I recently went to a memorial service for a popular teacher who was also instrumental in creating a successful drama program. Somewhere in mid-life he got born-again, so the seemingly never-ending memorial production was steeped in evangelical Christian rhetoric. There were three clergymen (men, of course) and it seemed we were never getting out of there. The last “benediction” (which meant more comments from clergy) started after we’d been there three hours.
Before the popular teacher went through his born-again phase (which I’m told lasted a long time but was eventually modified) there was a time in his life when I knew him to be a seeking person. You know, considering all the heavy life questions like the purpose of life, and the usual God questions. This was the brief period of time when I found him the most interesting. He was a seeking, humble, curious, feeling human being.
Ironically, it was at this very time in high school that I deliberately abandoned fundamental Christianity. Before that I used to carry my Bible around school every day – and actually read it. One day, I just stopped. I remember thinking, “This isn’t helping me. I’m tired of being depressed.” I did not permanently dismiss all of Christianity, just the version I was force-fed from birth, but I did leave organized religion alone for many years. As Jack Crabb said, “That was the end of my religious period.”
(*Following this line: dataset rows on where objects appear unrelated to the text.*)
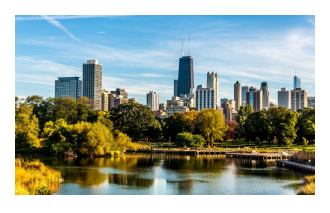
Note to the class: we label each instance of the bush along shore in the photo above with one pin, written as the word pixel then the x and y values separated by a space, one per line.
pixel 34 178
pixel 309 186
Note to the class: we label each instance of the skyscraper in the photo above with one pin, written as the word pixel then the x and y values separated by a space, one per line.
pixel 205 98
pixel 298 99
pixel 254 98
pixel 176 88
pixel 105 100
pixel 237 95
pixel 265 94
pixel 296 82
pixel 153 100
pixel 284 98
pixel 212 83
pixel 186 74
pixel 68 87
pixel 244 90
pixel 92 83
pixel 311 102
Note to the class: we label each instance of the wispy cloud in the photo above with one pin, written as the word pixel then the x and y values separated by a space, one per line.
pixel 57 24
pixel 35 18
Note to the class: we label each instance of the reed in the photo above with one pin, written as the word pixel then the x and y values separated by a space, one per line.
pixel 34 178
pixel 309 187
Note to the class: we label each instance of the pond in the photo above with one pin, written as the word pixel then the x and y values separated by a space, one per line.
pixel 168 174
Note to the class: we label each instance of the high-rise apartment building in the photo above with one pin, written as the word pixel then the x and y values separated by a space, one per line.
pixel 153 100
pixel 212 83
pixel 176 88
pixel 265 94
pixel 311 102
pixel 227 110
pixel 132 100
pixel 244 90
pixel 68 87
pixel 296 82
pixel 205 98
pixel 284 98
pixel 92 83
pixel 298 99
pixel 254 98
pixel 223 100
pixel 237 95
pixel 105 100
pixel 186 74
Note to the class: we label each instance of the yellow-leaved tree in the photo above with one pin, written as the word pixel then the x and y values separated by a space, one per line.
pixel 211 124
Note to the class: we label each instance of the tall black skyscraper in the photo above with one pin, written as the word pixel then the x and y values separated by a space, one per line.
pixel 186 73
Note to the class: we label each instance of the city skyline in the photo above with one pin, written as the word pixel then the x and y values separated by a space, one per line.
pixel 58 48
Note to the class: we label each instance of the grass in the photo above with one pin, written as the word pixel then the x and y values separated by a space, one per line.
pixel 34 178
pixel 309 187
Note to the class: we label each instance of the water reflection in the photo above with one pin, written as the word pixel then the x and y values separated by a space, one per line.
pixel 129 180
pixel 172 174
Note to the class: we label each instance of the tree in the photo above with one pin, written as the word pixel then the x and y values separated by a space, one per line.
pixel 305 142
pixel 231 132
pixel 283 124
pixel 306 124
pixel 154 131
pixel 133 119
pixel 211 124
pixel 93 138
pixel 60 137
pixel 191 119
pixel 26 126
pixel 241 117
pixel 122 141
pixel 275 141
pixel 187 139
pixel 175 124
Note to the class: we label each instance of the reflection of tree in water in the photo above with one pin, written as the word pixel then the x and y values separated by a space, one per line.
pixel 208 163
pixel 184 186
pixel 261 168
pixel 82 176
pixel 129 180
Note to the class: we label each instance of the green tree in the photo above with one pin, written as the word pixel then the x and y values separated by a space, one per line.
pixel 93 138
pixel 231 132
pixel 187 139
pixel 283 124
pixel 60 137
pixel 306 124
pixel 211 124
pixel 241 117
pixel 134 120
pixel 305 142
pixel 26 126
pixel 175 124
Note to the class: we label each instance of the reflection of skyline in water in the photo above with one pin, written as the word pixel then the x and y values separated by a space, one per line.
pixel 172 174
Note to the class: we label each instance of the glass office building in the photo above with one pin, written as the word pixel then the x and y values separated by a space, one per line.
pixel 92 83
pixel 186 75
pixel 68 87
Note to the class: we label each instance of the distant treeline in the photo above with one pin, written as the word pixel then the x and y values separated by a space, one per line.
pixel 62 125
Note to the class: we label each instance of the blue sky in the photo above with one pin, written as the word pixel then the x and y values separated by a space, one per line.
pixel 141 53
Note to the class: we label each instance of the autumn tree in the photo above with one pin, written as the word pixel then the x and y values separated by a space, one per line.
pixel 243 113
pixel 306 124
pixel 175 124
pixel 135 120
pixel 26 126
pixel 191 119
pixel 211 124
pixel 231 132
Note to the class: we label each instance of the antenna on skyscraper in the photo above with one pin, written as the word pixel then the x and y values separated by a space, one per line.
pixel 182 47
pixel 189 44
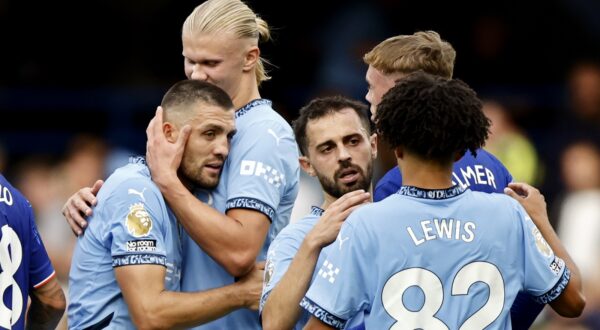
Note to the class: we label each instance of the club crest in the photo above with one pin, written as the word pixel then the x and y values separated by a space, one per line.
pixel 138 220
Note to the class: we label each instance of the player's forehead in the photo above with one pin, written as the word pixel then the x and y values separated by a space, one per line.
pixel 334 126
pixel 209 45
pixel 206 114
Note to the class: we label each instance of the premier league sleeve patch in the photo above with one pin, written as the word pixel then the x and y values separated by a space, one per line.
pixel 138 220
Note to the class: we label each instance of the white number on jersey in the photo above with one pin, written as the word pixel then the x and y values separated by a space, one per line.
pixel 9 264
pixel 434 296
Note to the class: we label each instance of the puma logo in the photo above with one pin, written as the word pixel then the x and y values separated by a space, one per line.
pixel 135 192
pixel 277 138
pixel 341 240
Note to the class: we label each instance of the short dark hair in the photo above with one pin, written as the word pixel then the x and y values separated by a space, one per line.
pixel 320 107
pixel 432 116
pixel 190 91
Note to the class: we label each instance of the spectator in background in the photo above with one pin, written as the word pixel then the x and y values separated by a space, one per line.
pixel 510 144
pixel 26 268
pixel 47 183
pixel 584 88
pixel 579 226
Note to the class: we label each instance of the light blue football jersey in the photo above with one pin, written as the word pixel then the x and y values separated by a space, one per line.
pixel 434 259
pixel 261 173
pixel 131 225
pixel 281 253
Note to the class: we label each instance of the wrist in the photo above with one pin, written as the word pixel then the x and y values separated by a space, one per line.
pixel 313 243
pixel 241 295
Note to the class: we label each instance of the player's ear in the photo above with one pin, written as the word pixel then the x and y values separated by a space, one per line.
pixel 459 155
pixel 252 56
pixel 399 152
pixel 373 140
pixel 306 165
pixel 171 131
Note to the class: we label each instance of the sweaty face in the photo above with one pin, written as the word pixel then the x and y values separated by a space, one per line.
pixel 208 145
pixel 341 152
pixel 379 83
pixel 215 58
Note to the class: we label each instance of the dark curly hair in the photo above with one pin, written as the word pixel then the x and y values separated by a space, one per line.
pixel 433 117
pixel 320 107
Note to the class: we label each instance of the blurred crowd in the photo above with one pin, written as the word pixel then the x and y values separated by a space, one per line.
pixel 554 145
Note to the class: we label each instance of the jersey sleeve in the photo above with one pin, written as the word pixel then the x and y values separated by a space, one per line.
pixel 389 184
pixel 279 257
pixel 40 267
pixel 546 275
pixel 262 168
pixel 341 288
pixel 138 235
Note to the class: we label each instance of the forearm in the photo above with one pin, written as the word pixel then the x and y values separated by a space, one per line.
pixel 222 237
pixel 42 317
pixel 559 250
pixel 282 308
pixel 571 301
pixel 171 309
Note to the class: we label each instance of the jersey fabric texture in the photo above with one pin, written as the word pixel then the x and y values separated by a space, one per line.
pixel 437 259
pixel 483 172
pixel 131 225
pixel 24 263
pixel 261 173
pixel 282 252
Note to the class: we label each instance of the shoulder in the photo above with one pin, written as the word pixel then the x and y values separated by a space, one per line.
pixel 388 184
pixel 482 157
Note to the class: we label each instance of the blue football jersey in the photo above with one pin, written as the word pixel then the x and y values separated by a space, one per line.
pixel 281 253
pixel 131 225
pixel 261 173
pixel 483 172
pixel 435 259
pixel 486 173
pixel 24 263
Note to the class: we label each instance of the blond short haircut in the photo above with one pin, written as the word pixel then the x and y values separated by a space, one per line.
pixel 218 16
pixel 423 50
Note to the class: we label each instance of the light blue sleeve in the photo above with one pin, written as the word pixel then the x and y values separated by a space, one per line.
pixel 279 257
pixel 138 234
pixel 342 288
pixel 546 275
pixel 262 168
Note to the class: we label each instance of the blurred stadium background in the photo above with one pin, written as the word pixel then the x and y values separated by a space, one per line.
pixel 79 82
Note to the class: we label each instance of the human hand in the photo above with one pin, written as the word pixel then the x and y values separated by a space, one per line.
pixel 251 286
pixel 330 223
pixel 163 157
pixel 530 198
pixel 80 205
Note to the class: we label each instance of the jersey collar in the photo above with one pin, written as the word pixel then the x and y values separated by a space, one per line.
pixel 431 193
pixel 254 103
pixel 316 211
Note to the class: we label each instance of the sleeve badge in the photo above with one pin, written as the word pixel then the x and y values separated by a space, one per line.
pixel 138 221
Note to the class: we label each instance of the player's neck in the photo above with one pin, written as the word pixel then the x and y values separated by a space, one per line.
pixel 328 199
pixel 248 91
pixel 426 175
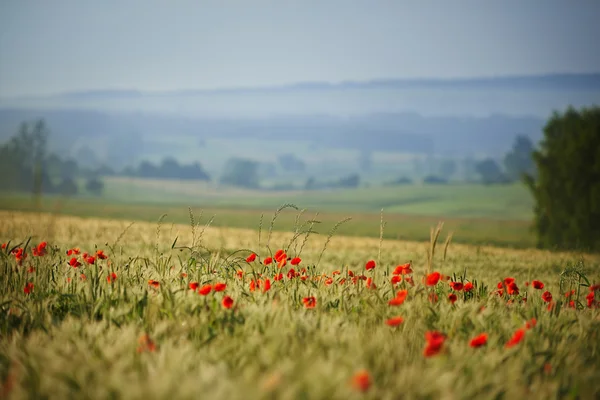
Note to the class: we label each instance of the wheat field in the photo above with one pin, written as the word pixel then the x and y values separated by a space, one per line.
pixel 133 319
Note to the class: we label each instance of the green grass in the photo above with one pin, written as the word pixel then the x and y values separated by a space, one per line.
pixel 501 232
pixel 73 338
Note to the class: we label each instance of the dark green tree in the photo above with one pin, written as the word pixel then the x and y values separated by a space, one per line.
pixel 519 160
pixel 567 187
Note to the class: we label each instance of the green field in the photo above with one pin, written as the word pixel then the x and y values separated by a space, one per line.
pixel 133 328
pixel 475 214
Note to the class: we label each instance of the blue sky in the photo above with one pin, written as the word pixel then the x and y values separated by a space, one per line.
pixel 55 46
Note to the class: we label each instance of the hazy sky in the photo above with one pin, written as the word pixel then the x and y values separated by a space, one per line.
pixel 54 46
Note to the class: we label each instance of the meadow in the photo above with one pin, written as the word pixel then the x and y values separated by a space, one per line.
pixel 165 310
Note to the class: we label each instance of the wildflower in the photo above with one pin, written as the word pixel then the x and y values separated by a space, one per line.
pixel 111 278
pixel 537 285
pixel 204 290
pixel 435 341
pixel 28 288
pixel 478 341
pixel 399 299
pixel 547 296
pixel 370 265
pixel 146 344
pixel 40 249
pixel 361 381
pixel 432 279
pixel 395 321
pixel 309 302
pixel 73 251
pixel 219 287
pixel 452 297
pixel 74 263
pixel 227 302
pixel 100 255
pixel 516 338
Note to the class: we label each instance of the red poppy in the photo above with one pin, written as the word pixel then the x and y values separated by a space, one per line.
pixel 204 290
pixel 219 287
pixel 227 302
pixel 432 279
pixel 361 381
pixel 309 302
pixel 100 254
pixel 74 263
pixel 395 321
pixel 28 288
pixel 435 341
pixel 399 299
pixel 111 278
pixel 537 285
pixel 516 338
pixel 478 341
pixel 547 296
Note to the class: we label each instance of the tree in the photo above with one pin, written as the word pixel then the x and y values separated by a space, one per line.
pixel 567 187
pixel 241 172
pixel 519 160
pixel 490 172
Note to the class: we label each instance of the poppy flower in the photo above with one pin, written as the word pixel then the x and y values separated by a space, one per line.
pixel 204 290
pixel 478 341
pixel 361 381
pixel 227 302
pixel 435 342
pixel 100 254
pixel 547 296
pixel 111 277
pixel 219 287
pixel 74 263
pixel 395 321
pixel 452 297
pixel 40 249
pixel 399 299
pixel 73 251
pixel 537 285
pixel 516 338
pixel 432 279
pixel 28 288
pixel 309 302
I sat at this memorial service thinking, “I wish I knew the guy they are all talking about.” The adoration was not less than epic. But I just didn’t see the same person they did. You could assess it as my flaw of being too critical. Maybe. When I think about him, I remember that period of time when he was searching and asking himself difficult questions. I was never among his favored protégés, so my perspective is that of the spectator. From my seat in the auditorium of life, I remember feeling disappointed that he so quickly abandoned seeking for easy answers.
There is something of potential great value in the dark night of the soul and it warrants careful consideration. When we feel lost or isolated, it is uncomfortable and painful. But when we are in that place we can see things, especially about ourselves, that are more difficult to see from the vantage point of lazy contentment. And even worse, when we adopt an ideology, we start reshaping our observations and thoughts to fit those notions, therefore cutting ourselves off from other possible understandings. In that mindset, I have watched people treat long-time friends with callous disregard because they got themselves a shiny new religion and new friends with it.
I understand what it feels like to struggle. Often when we are in that space we spend most of our mental energy trying to squirm free of the discomfort. I am suggesting that as difficult as it is, there is the opportunity to just stay in that uncomfortable space a bit and reflect. Breathe. This could be the angst before the break-through to a better direction, or thought, or understanding. And I will grant you that you don’t want to get stuck in that dark night. That’s called depression.
Respect the dark night of the soul. I think we should not be in such a rush to push out of it. Isn’t that really what Christianity’s lent and Islam’s Ramadan are all about? These two annual religious observances schedule a dark night of the soul in order for the faithful to take some time to reflect and reboot. Discomfort is built-in and used as a deliberate catalyst. What can we do differently? How can we make the future different than the past?
Any trip back to high school is uncomfortable for me, even seeing former classmates. I was recently humbled and saddened to learn I said some typical smart-ass thing once in French class that hurt a classmate. (Though I’m amazed my French was that good.) Now I haven’t been in high school since the seventies, so that’s a long-time for her to carry around the hurt I instigated. I do know that while I enjoy my own commentary on life, I just don’t need to impose it on others, and certainly not recklessly. I am grateful she gave me the opportunity to apologize. I’m not sure I’m any more careful with my comments, but I hope so.
Every life has a theme and a lesson. A lesson for the individual, and a lesson for the rest of us. The memorial service offered story after story. Good stories. Nice themes. The stories that I remember weren’t going to come-up. They are reserved for a few friends, in a small circle of people who know me and still like me. The stories are impacted by where you’re sitting and your view. French class? Memorial service? Lost in high school? It depends if you’re inside looking out or outside looking in. And if the lights dim, or the night seems darker than usual, just take your time. The dark night of the soul is a holy place. -J.B.